Tracker Reconstruction
Overview
- The current tracking (TkrRecon) is based upon a Kalman Filter for performing both tracking finding
and fitting. However, it is believed that the current code has some problems in implementation,
ranging from how the filter and smoother are implemented to the basic strategy of finding gammas.
- There is general agreement that a new strategy should be adopted which would separate the tasks
of track finding, track fitting and vertexing into separate modules. Further, these modules should
have abstract interfaces so that each of the individual pieces are interchangeable, allowing, for
example, to switch between different pattern recognition or fitting algorithms as desired.
- Pattern recognition would be tasked with identifying possible individual tracks within the detector.

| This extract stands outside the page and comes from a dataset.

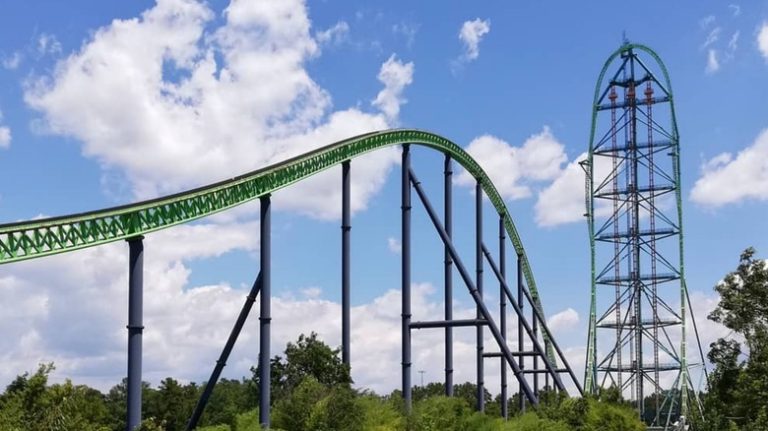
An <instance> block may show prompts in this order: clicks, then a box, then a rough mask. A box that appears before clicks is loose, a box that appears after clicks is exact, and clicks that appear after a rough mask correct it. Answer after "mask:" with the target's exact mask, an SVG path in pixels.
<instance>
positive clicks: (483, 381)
mask: <svg viewBox="0 0 768 431" xmlns="http://www.w3.org/2000/svg"><path fill="white" fill-rule="evenodd" d="M475 287H476V288H477V292H478V293H479V294H480V298H481V299H482V297H483V188H482V187H481V186H480V182H478V183H477V184H475ZM476 316H477V319H480V318H481V312H480V307H479V306H478V307H477V310H476ZM483 347H484V346H483V327H482V326H480V325H478V326H477V411H479V412H484V411H485V382H484V378H483V377H484V374H485V370H484V368H485V367H484V365H485V364H484V363H483Z"/></svg>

As this is written there is some disagreement as to whether this means attempting to identify all hits
on possible candidates, or simply to identify candidate starting points and slopes. At least two
candidate methods are currently thought of, a "Link and Tree" method and another based on a
Hough Transform.
- For track fitting, the Kalman Filter is the desired fitting algorithm. However, the
implementation should take advantage of a separate track extrapolation algorithm to perform the transport of the
error matrix from the current fit point to the next measured hit point. It is intended that this track
extrapolation algorithm will be a GLAST utility suitable for transporting tracks and their error
matrices throughout the detector.
- The final step would be to form candidate vertices from the resulting found tracks. This algorithm
needs to be thought out in more detail in order to understand how to deal with conversions where
the pair do not split for a layer (or two), where only one track is found, etc. NOTE: A strategy is
that "reconstruction" means only finding and fitting tracks, vertexing would fall into the realm of
"analysis."
- Random note... We should assume that the above can/will proceed with some basic calorimetery
which will provide a rough energy and cluster centroid position. However, the pattern recognition
will be tasked to find track candidates without this information and assume it will only be available
at the track fit stage.